Chapter 2 of this thesis highlights the successful synthesis as well as characterization of the SDSSD peptide. Using Solid-Phase peptide synthesis as well as reverse phase high performance liquid chromatography and mass spectroscopy, the identity of each peptide was confirmed to have been made. UV-visible spectroscopy was used to quantify the peptide concentration in solution after the fluorescent tagging of each completed sequence. The synthesized peptide binds specifically to periostin, and this was tested and confirmed by incubating the peptide with osteoblast cell line MC3T3.E1 and testing against a negative control cell line (ATDC5). When incubated with the ATDC5 cells, no peptide binding was observed via flow cytometry, but when the MC3T3.E1 cells were incubated with the peptides binding was confirmed. On average about 30% of the MC3T3.E1 cells in a given cell population were shown to be expressing periostin on their surface. The cells were also run on flow cytometry after incubation with a periostin binding antibody, and similar results were found as compared to the cell populations incubated with peptide, confirming the expression of periostin on the cell surface as well as the success of the peptide in binding to its intended target. Finally, to examine uptake of the peptide into the cells, flow cytometry was once again performed after incubating cells with peptide, and splitting this population to incubate half with Trypan Blue and half without. The Trypan blue would quench any external FITC signal, while not affecting anything internalized by the MC3T3.E1 cells. The results showed obvious shifts between both samples, where the majority of FITC labeled peptides appeared to have been taken into the cells. These results indicated that the peptides should serve as suitable delivery vehicles for the siRNA.

In Chapter 3 of this thesis the synthesis of the siRNA sequence is examined as well as the success of peptide:siRNA complexation and stability. the N-cadherin siRNA was successfully synthesized as well as purified, but yields were unreliable, and the process was inefficient. As a result, the siRNA was purchased to ensure consistent yield and to save time, as there was no way to purify the siRNA on a large scale in-house. The proper ratio to successfully complex the peptide to the siRNA was tested and found to be a 1:1 mole ratio of peptide to RNA. This was tested by combing peptides in various amounts to siRNA held constant, running a gel and staining to detect the presence of free RNA. A 1:1 ratio was the lowest ratio where no free RNA was detected. This was then used moving forward for all other gels as well as complexations. The gel results to test stability and displacement of the siRNA from the complex showed that the peptide:siRNA complexes were very stable, even in the presence of FBS at various time points, and the results showed that the peptide bound very tightly to the siRNA. Furthermore, heparin displacement assays did indicate that the release of the RNA from the peptide was possible, sometimes at very low concentrations of 0.1:1 (heparin:complex), and consistently at ratios of 5:1 and 10:1. These results suggested that the complexes perhaps would release RNA into the cell as desired and remain stable long enough to do so. In addition, TEM and DLS results showed that the complexes formed aggregates and exhibited particle sizes slightly larger than desirable for cell entry for the RNA duplex as well as the FITC-Ahx-R9:siRNA samples but formed less aggregates and more defined particles for both FITC-Ahx-R12:siRNA and FITC-Ahx-SDSSD-Ahx-R9:siRNA samples. This was promising as the less aggregation with the addition of the periostin targeting portion (SDSSD) indicated that the peptide:siRNA complxes would have a good chance of being taken into the cells to induce RNAi.

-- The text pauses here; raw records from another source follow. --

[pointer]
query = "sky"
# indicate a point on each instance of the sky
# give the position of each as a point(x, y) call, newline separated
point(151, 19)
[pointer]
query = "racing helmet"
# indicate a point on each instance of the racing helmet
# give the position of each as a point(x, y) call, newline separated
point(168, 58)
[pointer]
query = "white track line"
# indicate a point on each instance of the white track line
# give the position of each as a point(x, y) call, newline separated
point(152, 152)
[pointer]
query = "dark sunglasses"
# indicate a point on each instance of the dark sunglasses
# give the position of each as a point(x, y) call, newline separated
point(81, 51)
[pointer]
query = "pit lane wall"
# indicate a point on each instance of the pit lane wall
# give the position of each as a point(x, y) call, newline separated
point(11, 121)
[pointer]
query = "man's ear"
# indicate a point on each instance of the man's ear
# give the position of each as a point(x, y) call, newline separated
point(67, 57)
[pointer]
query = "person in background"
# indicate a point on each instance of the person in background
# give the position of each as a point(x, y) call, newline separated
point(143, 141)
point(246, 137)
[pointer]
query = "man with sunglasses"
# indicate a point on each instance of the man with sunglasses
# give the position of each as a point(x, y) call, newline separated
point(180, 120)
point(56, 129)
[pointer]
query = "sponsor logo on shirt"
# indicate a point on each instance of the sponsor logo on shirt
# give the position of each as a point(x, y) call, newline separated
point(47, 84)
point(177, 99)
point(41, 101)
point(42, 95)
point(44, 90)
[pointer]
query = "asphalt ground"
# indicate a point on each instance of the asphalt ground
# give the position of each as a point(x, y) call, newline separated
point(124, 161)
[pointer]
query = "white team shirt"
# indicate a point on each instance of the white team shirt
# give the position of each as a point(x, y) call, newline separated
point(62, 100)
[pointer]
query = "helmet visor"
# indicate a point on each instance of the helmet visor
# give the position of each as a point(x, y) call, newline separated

In Chapter 4 the effectiveness of the complexes at silencing the expression of N-cadherin was examined. The results indicated that N-cadherin expression was being silenced as expected, when cells were incubated with the peptide:siRNA complexes. These results were confirmed by qPCR. In addition, the peptides exhibited low cytotoxicity when incubated with cells for 1 hour and examined by flow cytometry and Annexin V eFluor450/7-AAD.

Finally, Chapter 5 of this thesis will briefly conclude and summarize the results obtained and examine the option for future work pertaining to the experiments performed.